PARTIE II. ANALYSE SOCIOLOGIQUE JULIE JARTY

II. Tensions (de genre) en matière d’organisation du travail enseignant 128

II.3. L’organisation sexuée du travail enseignant « hors les murs » : de l’autonomie au

 

La  «  conciliation  »  :  une  usure  en  emploi  typiquement  féminine    

Même si le phénomène dit de la « double journée de travail » des femmes a été mis en évidence depuis longtemps dans les recherches féministes, rares sont les enquêtes sociologiques prenant sérieusement en considération les effets de l’articulation entre la vie professionnelle et la vie familiale sur la santé et le vécu du travail (Le Feuvre, 2012). La prise

en charge de l’essentiel du travail ordinaire, quotidien, continu, en particulier pour les enseignantes en couple avec un membre des professions libérales ou d’un chef d’entreprise (59% des enseignantes le rappelle Marlaine Cacouault-Bitaud en 2007) a pourtant un prix à payer en termes d’usure professionnelle :

« Quand je commence à 8h, je suis fatiguée par ma longue journée de cours.

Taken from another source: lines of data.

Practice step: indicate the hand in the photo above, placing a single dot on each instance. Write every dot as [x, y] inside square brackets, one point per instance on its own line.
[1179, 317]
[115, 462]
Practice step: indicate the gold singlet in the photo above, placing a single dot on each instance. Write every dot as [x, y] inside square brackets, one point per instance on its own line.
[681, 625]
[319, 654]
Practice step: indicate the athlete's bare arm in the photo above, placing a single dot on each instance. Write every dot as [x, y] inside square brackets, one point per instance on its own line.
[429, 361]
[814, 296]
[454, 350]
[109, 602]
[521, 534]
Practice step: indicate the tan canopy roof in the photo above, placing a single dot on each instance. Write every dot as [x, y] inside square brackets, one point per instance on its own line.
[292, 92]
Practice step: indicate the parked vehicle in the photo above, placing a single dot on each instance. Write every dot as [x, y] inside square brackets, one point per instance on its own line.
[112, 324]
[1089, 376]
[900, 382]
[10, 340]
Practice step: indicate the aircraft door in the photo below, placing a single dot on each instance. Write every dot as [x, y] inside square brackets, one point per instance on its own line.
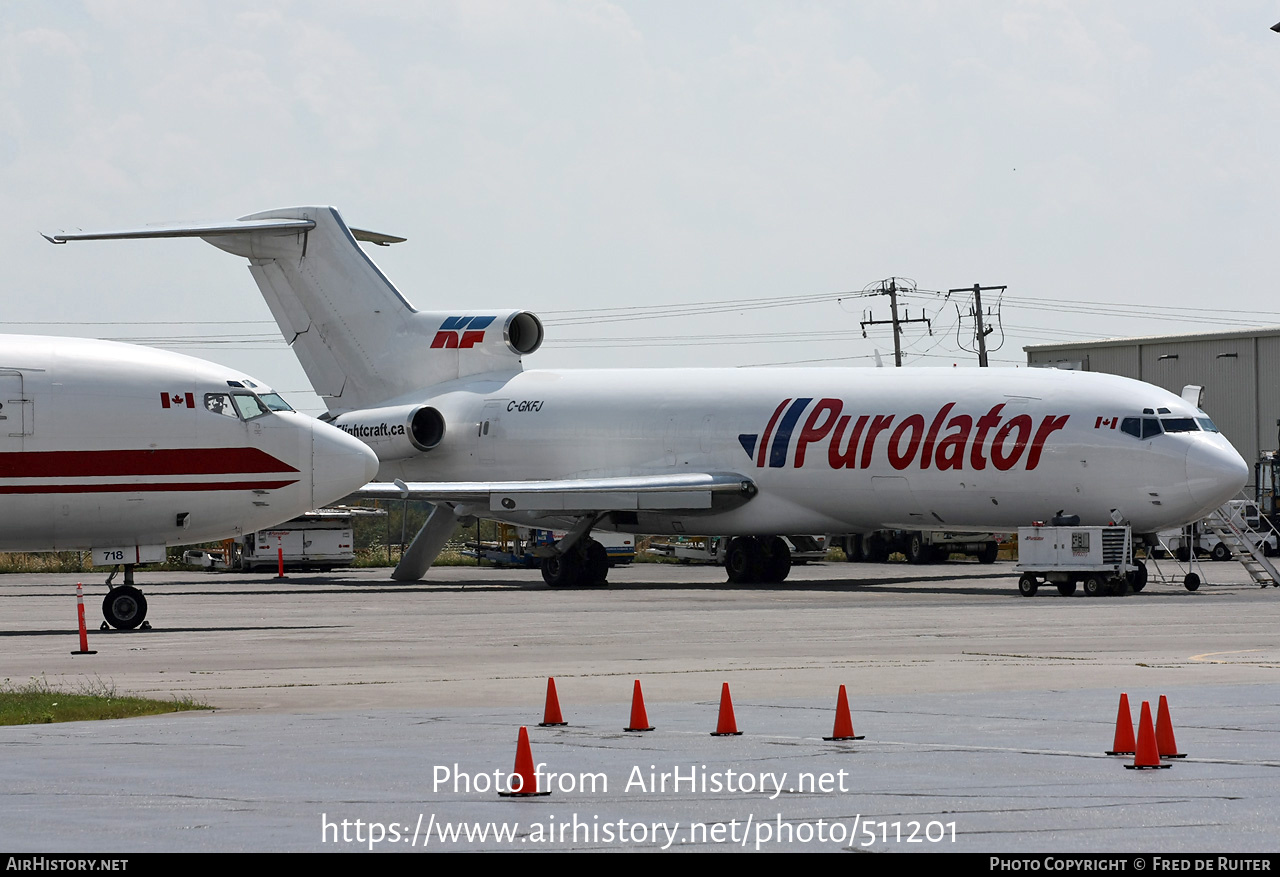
[17, 412]
[487, 430]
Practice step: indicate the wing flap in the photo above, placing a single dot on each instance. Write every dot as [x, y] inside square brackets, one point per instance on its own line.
[684, 492]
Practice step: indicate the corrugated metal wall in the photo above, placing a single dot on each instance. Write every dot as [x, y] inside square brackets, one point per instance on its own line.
[1239, 371]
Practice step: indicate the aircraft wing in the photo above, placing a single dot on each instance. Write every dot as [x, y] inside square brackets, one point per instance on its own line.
[686, 490]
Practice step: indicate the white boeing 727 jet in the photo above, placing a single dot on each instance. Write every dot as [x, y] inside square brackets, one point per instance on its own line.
[443, 398]
[123, 450]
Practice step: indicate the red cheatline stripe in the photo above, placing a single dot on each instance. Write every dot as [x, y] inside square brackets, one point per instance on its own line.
[167, 461]
[169, 487]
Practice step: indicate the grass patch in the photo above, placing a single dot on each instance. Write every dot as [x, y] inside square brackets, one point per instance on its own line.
[39, 702]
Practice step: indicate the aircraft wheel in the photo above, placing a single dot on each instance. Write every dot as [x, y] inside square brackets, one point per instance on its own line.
[124, 607]
[874, 551]
[918, 552]
[745, 561]
[777, 560]
[1096, 587]
[853, 548]
[562, 570]
[597, 569]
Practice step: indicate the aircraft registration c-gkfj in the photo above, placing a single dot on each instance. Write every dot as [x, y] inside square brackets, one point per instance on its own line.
[123, 450]
[754, 453]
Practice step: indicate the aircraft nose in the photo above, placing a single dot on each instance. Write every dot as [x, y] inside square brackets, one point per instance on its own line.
[341, 464]
[1215, 473]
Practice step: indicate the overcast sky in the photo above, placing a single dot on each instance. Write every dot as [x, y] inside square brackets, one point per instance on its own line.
[574, 155]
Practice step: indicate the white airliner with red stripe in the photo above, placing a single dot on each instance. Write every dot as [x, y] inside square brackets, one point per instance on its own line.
[443, 398]
[124, 450]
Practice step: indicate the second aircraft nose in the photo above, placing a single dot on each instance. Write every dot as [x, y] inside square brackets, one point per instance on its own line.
[339, 464]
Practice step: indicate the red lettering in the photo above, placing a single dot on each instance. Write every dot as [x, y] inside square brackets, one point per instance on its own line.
[878, 425]
[1048, 425]
[813, 432]
[896, 458]
[1024, 425]
[984, 424]
[846, 458]
[927, 453]
[951, 448]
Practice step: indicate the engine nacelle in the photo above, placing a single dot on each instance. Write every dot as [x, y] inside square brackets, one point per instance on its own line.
[396, 432]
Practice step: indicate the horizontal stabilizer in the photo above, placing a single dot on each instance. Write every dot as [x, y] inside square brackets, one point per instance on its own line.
[188, 231]
[684, 492]
[216, 229]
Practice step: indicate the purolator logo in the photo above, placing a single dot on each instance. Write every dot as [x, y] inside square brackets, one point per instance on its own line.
[968, 441]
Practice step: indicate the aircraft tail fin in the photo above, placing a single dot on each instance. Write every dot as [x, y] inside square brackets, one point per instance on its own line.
[357, 338]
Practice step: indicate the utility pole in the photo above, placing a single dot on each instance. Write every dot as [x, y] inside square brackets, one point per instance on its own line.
[981, 330]
[890, 288]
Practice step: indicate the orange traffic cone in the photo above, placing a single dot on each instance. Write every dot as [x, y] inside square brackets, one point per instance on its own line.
[524, 770]
[1146, 758]
[639, 718]
[844, 729]
[551, 713]
[1123, 741]
[80, 613]
[726, 726]
[1165, 743]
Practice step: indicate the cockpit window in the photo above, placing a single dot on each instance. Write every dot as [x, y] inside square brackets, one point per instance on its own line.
[1141, 428]
[219, 403]
[274, 402]
[248, 406]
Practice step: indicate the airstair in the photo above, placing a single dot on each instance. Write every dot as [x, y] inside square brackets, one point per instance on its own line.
[1247, 544]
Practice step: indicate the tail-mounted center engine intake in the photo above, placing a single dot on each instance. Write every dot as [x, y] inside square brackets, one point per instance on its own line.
[512, 332]
[396, 432]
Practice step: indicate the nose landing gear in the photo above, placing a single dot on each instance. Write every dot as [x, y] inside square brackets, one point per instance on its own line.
[124, 606]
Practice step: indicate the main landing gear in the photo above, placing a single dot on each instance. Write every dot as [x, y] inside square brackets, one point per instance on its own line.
[124, 606]
[758, 560]
[585, 563]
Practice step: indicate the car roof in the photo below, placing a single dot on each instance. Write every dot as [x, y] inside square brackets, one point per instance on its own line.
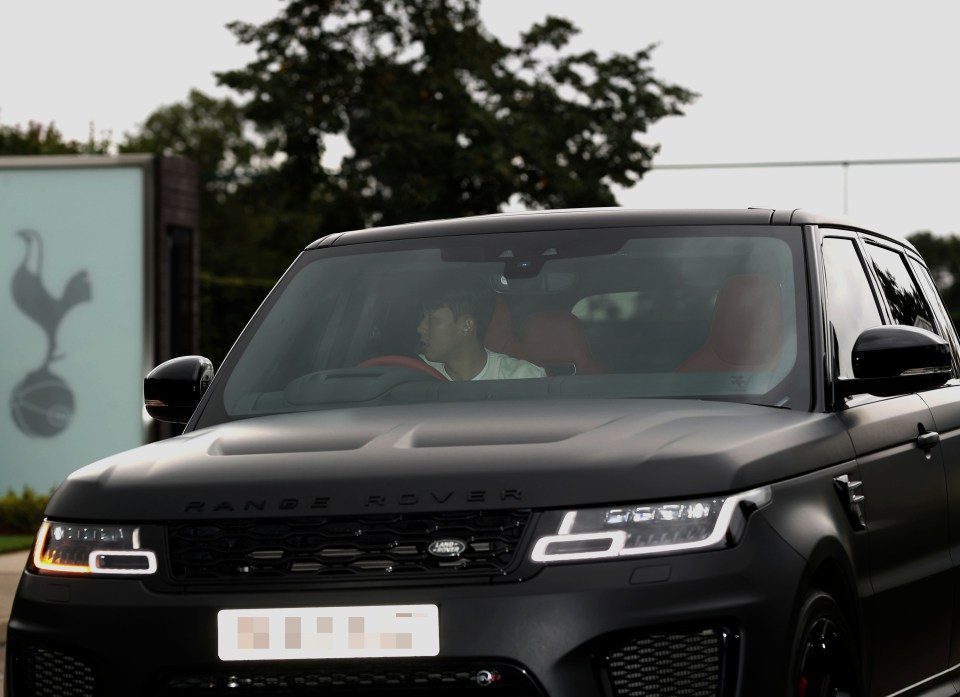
[580, 218]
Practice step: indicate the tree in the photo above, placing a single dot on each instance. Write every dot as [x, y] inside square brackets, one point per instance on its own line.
[942, 254]
[249, 232]
[443, 119]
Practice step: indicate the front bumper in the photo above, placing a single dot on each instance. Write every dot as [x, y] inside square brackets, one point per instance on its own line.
[710, 623]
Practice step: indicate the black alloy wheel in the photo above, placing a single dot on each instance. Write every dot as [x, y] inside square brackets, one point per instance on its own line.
[825, 657]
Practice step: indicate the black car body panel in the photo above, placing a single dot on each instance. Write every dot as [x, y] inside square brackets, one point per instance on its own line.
[433, 458]
[693, 493]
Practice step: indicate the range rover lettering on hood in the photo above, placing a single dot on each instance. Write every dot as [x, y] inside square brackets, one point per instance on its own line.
[372, 501]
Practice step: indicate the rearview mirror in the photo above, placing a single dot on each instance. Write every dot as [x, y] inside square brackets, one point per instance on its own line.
[173, 389]
[896, 359]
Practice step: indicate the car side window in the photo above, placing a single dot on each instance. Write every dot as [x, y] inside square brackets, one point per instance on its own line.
[851, 306]
[907, 304]
[944, 322]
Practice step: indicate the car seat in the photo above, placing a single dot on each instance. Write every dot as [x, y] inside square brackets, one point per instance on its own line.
[746, 333]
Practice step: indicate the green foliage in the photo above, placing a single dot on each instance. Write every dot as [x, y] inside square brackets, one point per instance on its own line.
[37, 139]
[443, 119]
[21, 514]
[942, 254]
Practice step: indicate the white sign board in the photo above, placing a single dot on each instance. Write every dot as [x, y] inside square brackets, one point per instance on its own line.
[73, 323]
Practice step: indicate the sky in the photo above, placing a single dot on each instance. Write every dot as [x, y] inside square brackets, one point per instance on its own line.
[844, 80]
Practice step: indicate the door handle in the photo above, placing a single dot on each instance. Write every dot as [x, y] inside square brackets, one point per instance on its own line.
[928, 440]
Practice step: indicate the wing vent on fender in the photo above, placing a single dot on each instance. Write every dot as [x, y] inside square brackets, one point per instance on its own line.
[851, 500]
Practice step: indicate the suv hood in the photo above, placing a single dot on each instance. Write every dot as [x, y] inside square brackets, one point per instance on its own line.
[455, 457]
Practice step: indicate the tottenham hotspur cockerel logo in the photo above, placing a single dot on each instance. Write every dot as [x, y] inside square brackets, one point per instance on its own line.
[42, 403]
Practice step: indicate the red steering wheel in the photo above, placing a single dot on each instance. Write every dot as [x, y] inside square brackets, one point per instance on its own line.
[402, 362]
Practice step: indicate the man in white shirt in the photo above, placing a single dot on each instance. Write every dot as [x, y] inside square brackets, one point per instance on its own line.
[451, 339]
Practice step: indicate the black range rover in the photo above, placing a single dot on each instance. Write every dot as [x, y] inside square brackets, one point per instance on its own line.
[562, 454]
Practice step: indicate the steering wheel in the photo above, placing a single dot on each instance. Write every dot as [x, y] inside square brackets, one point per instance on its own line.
[402, 362]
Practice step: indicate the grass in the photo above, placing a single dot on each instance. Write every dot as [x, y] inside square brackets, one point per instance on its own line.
[15, 543]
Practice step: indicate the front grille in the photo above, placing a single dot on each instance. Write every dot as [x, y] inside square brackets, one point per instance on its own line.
[669, 664]
[40, 672]
[379, 547]
[393, 680]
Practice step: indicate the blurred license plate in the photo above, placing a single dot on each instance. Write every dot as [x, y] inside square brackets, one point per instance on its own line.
[328, 632]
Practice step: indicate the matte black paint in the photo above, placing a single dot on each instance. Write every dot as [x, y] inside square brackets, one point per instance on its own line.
[896, 581]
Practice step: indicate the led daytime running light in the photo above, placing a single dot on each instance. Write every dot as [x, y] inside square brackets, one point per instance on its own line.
[605, 533]
[107, 550]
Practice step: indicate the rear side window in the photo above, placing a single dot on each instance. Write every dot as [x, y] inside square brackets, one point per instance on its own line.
[907, 304]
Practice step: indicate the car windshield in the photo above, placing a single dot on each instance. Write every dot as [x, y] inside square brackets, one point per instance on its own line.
[708, 312]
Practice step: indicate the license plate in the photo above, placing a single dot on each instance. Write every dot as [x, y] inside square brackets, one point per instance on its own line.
[328, 632]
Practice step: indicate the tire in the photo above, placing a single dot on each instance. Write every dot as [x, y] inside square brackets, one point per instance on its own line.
[825, 659]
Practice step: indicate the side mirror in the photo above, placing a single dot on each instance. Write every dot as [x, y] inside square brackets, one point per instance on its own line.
[173, 389]
[896, 359]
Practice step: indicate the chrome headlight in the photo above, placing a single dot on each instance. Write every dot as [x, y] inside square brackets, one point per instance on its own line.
[73, 548]
[623, 531]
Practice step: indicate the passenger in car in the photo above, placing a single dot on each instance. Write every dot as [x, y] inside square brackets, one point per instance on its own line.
[451, 337]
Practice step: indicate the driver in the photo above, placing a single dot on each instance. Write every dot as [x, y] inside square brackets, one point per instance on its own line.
[451, 337]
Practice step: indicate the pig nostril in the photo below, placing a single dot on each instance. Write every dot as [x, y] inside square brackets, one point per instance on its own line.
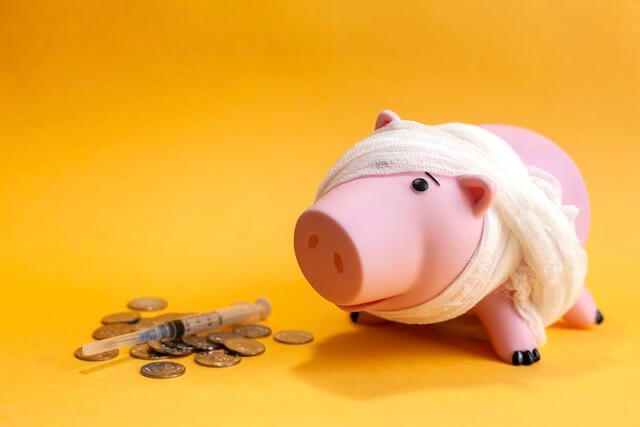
[313, 241]
[337, 261]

Quand je termine à

17h ça me stresse car je sais que ça va être la course. J’ai un peu l’impression que c’est la 2ème

journée qui commence. C’est moi qui gère les rendez-vous, je les organise et c’est moi qui y

vais. » Fc 40 LV Co

Ainsi, l’organisation du temps de travail enseignant pose davantage de problème pour les femmes, qui se sentent davantage tiraillées par le temps :

« Avec les enfants j’étais pas très cool non plus parce qu’il y avait tout ce qu’il faut faire avant d’aller au travail, fallait les déposer à différents endroits le matin, c’était toute une organisation, j’étais tout le temps en retard, ça faisait trop de choses à faire toute seule avec eux, j’étais pas

mal stressée » Fc 58 Doc Co - ei

Notre enquête montre aussi que des EDT engendrant une forte présence au domicile (c’est particulièrement le cas des fameux « EDT mamans ») découle une sur-disponibilité, ou plutôt un sur-engagement au domestique et à l’éducatif :

« J’ai l’impression que nos collègues hommes ils ont plus un endroit, un moment. Et nous on est

plus souvent à faire plusieurs choses à la fois… et du coup ça prend trop de place, plus de

place. » Fa 40 Philo Ly - ei

Il est difficile de savoir si les hommes disposent davantage d’un bureau chez eux que les femmes mais ils semblent en tout cas moins interrompus (voire la sous-partie ci-aaprès). En revanche, les pratiques d’enchevêtrement des activités professionnelles et domestiques des enseignantes, déjà mis en évidence dans mes précédents travaux (Jarty, 2012) sont ici confirmées et apparaissent d’autant plus problématique et source de débordement pour les enseignant·e·s des disciplines exigantes en termes de travail de correction :

« C’est vrai que comme on travaille à la maison c’est pas… je découpe pas vraiment le temps de

travail et le temps domestique quoi. Donc euh c’est vrai qu’il peut y avoir une demi-journée où

j’avais prévu de travailler et puis finalement j’ai fait une lessive, les courses, passer des coups de fil ou je sais pas quoi et puis faut aller chercher les enfants… donc ouais je ne suis pas satisfaite de mon organisation du temps de travail quoi » Fa 40 Philo Ly – ei

« Concrètement je prépare mes cours en voiture, pas une séquence de bout en bout mais… sauf que les copies c’est pas possible, faut s’y coller, je trouve ça pénible. Ça demande de se poser vraiment. Moi mon mercredi, ce qu’on appelle la journée des mamans, honnêtement je crois travailler assez vite mais si j’arrive à me dégager deux heures, si je pouvais (…) ce à quoi il

faudrait réfléchir c’est comment débloquer du temps » F 42 LM Co – fg

Plus généralement, les enquêtes Conditions de travail montrent que les femmes travaillent davantage le samedi et, plus encore, le dimanche, et bénéficie plus rarement que les hommes de deux jours de temps de repos consécutifs (Molinié, 2012). Cette situation est confortée dans l’enseignement où la flexibilité temporelle du métier contribue à accentuer cet état de fait : le travail de correction des copies ou de préparations des cours est alternativement reporté au week-end ou aux fins de soirées (Jarty, 2009), en particulier chez les femmes qui se rendent davantage disponibles pour leurs enfants les fins d’après-midi et/ou le mercredi et reportent ainsi « à plus tard » leur travail de préparation ou de correction des copies. Notons que le report en soirée, en particulier pour les jeunes parents, peut considérablement renforcer la fatigue et l’usure au travail.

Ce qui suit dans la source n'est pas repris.